I guess with this week's Aussie Curve's theme being 'vulnerable' I thought it was about time.
We have also been quite rocked at school because a new teacher has joined us with a PhD about food. Everyone has been really putting their best 'diet' on show, and there has been so much self body dissing. But as I said to someone today, 'You are an intelligent women, you don't have to justify your food choices' or something like that. I wish they would get over trying to impress someone who really shouldn't matter in the big scheme of things.
I have a fat belly and heart shaped hips that stand out like the genitals of
this squirrel; plus teacher wings and I have boob-alicious huges* as well.
I know all this and I don't think the people that I know and work with think any worse of me because them.
But as soon as I have lost weight (because I've managed to remember that I exercise at 5:30 in the afternoons and not because I cut out yummy food from my diet, OR I happen to have coordinated an amazingly flattering outfit that has made me magically lose weight) I get the comments.
Have you lost weight?
What have you been doing?
You're looking good! (The most awful backhanded compliment ever)
I'm sure people have all heard them before. I'm not covering new ground here.
I have fad dieters and fitness afficanados and fad dieters turn fitness aficionados at my workplace. I hate the idea that I sometimes feel like I have to boast to people that are talking about their daily run that I too exercise - I don't think they'd believe it anyway. I bite my tongue or eat my lunch instead.
I studied nutrition at Uni - I found the subject boring because of the lecturer and not because of the content. I'm interested in health and would at some stage actually like to do more at that uni level (no not more study! Ek!) I know that when people start to talk about their 'diets' that half the time they are quoting something they read in Women's Fortnightly** or on Facebook or something their mum told them twenty years ago.
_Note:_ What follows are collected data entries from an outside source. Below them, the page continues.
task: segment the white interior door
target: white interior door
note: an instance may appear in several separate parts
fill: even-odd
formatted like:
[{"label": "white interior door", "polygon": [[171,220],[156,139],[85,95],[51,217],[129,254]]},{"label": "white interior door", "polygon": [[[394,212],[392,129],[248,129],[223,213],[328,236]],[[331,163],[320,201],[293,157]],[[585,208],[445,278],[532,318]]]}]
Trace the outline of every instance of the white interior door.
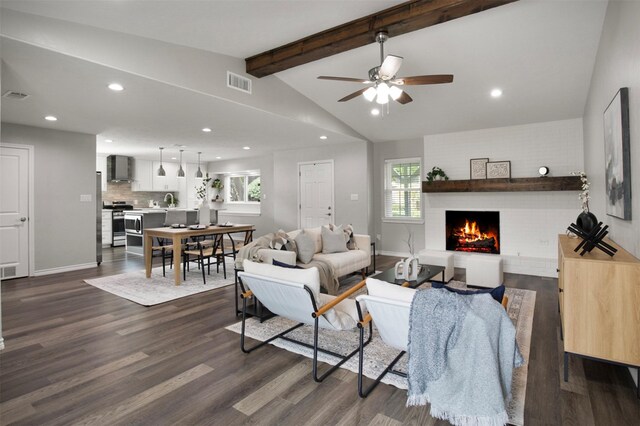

I know that I really want to correct them, but I also know that they would look at me and my figure and think, 'What would you know.'
So although I am at the moment the most accepting of my body I have ever been I'm still facing confidence hurdles.
And just because I started with a list of what are my perceived shortcoming here is a list of some of the things I love about my bod:
Tiny ankles, killer calves and outer thighs that could kick a man senseless. Pouty lips and soft, feathery hair. Shoulders a swimmer would be jealous of if they didn't already have them, strong fast growing nails and a butt my husband loves.